Bien sûr que ça nous met la pression. Mais c'est une « bonne » pression, car nous adorons faire ça. Garder le metal en vie s'accompagne d'une grande responsabilité, mais nous sommes ravis d'y contribuer, car nous avons grandi durant cette ère magique, quand tous ces groupes étaient au sommet. C'est dans notre sang, c'est ce que nous voulons faire. Alors, évidemment, tu dois parfois te pincer pour voir si tu rêves, car c'est un privilège de voir où Sabaton est aujourd'hui. Mais c'est aussi énormément de travail.

C'est aussi ce qui vous pousse à toujours voir plus grand en termes de shows, de scénographie, de concepts ?

Ca nous pousse vers l'avant, mais de toute façon, tu ne veux jamais aller dans l'autre sens. Tu ne veux pas faire plus petit que la fois précédente, tu veux faire plus grand et mieux, c'est la nature humaine ! Prendre de l'ampleur est une bonne chose. Si tu as la possibilité de proposer un grand spectacle au public, sur le plan visuel également, autant le faire. C'est une façon de rendre aux fans leur investissement.

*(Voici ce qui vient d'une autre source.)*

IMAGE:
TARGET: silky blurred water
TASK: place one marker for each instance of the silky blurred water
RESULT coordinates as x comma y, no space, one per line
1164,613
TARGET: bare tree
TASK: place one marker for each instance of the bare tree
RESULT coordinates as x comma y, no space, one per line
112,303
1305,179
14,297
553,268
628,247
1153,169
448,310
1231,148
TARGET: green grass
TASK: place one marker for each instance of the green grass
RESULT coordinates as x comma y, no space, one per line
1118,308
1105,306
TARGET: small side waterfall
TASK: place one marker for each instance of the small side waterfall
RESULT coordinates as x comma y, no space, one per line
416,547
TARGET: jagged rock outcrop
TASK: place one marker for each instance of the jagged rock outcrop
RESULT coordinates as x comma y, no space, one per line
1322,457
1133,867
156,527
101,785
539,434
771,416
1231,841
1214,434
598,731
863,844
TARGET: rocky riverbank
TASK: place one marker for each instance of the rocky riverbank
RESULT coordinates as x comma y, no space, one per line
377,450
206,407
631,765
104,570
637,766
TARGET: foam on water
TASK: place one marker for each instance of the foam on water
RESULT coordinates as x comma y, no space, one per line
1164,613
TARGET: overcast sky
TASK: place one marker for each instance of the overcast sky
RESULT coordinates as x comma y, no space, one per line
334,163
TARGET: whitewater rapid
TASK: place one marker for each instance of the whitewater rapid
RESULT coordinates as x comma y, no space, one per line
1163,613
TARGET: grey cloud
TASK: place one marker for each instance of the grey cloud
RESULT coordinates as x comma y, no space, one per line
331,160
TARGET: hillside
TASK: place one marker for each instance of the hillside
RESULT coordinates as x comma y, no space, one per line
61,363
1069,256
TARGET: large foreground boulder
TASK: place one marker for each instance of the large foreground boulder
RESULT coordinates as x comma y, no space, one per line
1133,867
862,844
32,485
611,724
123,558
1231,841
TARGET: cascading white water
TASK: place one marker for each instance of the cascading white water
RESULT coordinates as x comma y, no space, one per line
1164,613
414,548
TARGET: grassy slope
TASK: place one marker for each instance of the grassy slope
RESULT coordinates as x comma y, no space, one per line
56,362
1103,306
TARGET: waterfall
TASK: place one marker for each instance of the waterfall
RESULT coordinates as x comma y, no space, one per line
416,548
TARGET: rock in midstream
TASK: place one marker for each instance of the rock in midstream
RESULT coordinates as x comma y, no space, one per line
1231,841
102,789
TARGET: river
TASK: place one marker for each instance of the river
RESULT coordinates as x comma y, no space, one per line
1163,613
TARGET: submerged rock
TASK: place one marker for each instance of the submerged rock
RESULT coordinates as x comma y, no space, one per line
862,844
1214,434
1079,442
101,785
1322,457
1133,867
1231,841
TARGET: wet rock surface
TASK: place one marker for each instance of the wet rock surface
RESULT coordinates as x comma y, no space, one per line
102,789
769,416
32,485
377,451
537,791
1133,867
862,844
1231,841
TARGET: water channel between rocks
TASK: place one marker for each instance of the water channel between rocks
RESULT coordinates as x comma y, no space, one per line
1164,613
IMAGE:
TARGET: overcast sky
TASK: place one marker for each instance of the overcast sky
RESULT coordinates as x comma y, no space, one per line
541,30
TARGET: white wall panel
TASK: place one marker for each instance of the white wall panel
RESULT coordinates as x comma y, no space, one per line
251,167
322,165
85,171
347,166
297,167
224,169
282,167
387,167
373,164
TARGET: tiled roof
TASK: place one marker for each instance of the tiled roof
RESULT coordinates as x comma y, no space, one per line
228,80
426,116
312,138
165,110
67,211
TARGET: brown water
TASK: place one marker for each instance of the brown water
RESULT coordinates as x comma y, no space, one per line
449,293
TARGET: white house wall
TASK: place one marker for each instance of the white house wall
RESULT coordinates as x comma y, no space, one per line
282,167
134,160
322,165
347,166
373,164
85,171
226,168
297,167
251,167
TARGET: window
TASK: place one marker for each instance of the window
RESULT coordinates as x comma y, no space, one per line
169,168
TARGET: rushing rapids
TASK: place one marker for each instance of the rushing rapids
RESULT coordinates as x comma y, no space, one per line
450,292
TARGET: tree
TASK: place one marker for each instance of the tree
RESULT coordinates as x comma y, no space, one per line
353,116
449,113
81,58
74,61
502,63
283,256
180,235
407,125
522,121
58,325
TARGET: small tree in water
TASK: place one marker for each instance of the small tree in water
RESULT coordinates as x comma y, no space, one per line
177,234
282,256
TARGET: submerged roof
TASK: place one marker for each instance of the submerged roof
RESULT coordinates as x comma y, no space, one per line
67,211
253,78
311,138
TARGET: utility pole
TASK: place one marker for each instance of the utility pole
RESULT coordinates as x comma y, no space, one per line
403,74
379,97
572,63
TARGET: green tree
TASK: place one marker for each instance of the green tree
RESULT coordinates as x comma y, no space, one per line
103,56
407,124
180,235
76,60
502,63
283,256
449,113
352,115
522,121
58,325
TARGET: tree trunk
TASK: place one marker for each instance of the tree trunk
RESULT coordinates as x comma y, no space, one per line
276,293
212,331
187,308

Legends se termine sur une chanson en suédois, « Til Seger », pour la première fois depuis Carolus Rex. Est-ce que c'est un morceau qui datait de l'époque ? Était-ce important pour vous de placer Gustave-Adolphe de Suède parmi les légendes ?

C'est un tout nouveau morceau. Quand nous avons composé ce morceau, qui avait un aspect très suédois dans sa mélodie, et qui aurait presque pu être tiré de Carolus Rex, c'était évident pour nous de l'écrire en suédois et de parler de ce personnage une nouvelle fois.

J'imagine que les fans suédois peuvent s'attendre à entendre ce titre en live.

(sourire) Hé bien, nous verrons. Ce ne serait pas nouveau que nous adaptions les chansons au public. Nous plaçons généralement dans la setlist du soir les morceaux basés sur les thèmes ou personnages du pays où nous jouons.

Qui dit nouvel album dit nouvelle setlist de toute façon. Est-ce que vous avez déjà une petite idée des titres qui fonctionneront le mieux ?

Il y a toujours un morceau qui nous surprend, dont tu ne t'attends pas qu'il devienne aussi demandé. On verra bien, même si j'ai ma petite idée en ce qui concerne les titres qui plairont au public en live. C'est difficile, car... bon, je sonne comme un vendeur de camelote, mais... tous les morceaux sur Legends sont si bons que c'est difficile de dire pourquoi tel ou tel morceau devrait marcher mieux. Et construire la setlist est compliqué aussi (sourire). C'est un problème, ou un privilège, c'est selon.

Y a-t-il un concept-album que tu aimerais voir Sabaton développer dans le futur ? Partant du principe que donc, la Révolution industrielle, ce sera compliqué (rires).

Personnellement... Star Wars, ça me plairait beaucoup. Ce sont des guerres, non ? C'est tout à fait pertinent (rires). Je ne sais pas si le reste du groupe apprécierait. On aura une réunion à ce sujet ! (rires).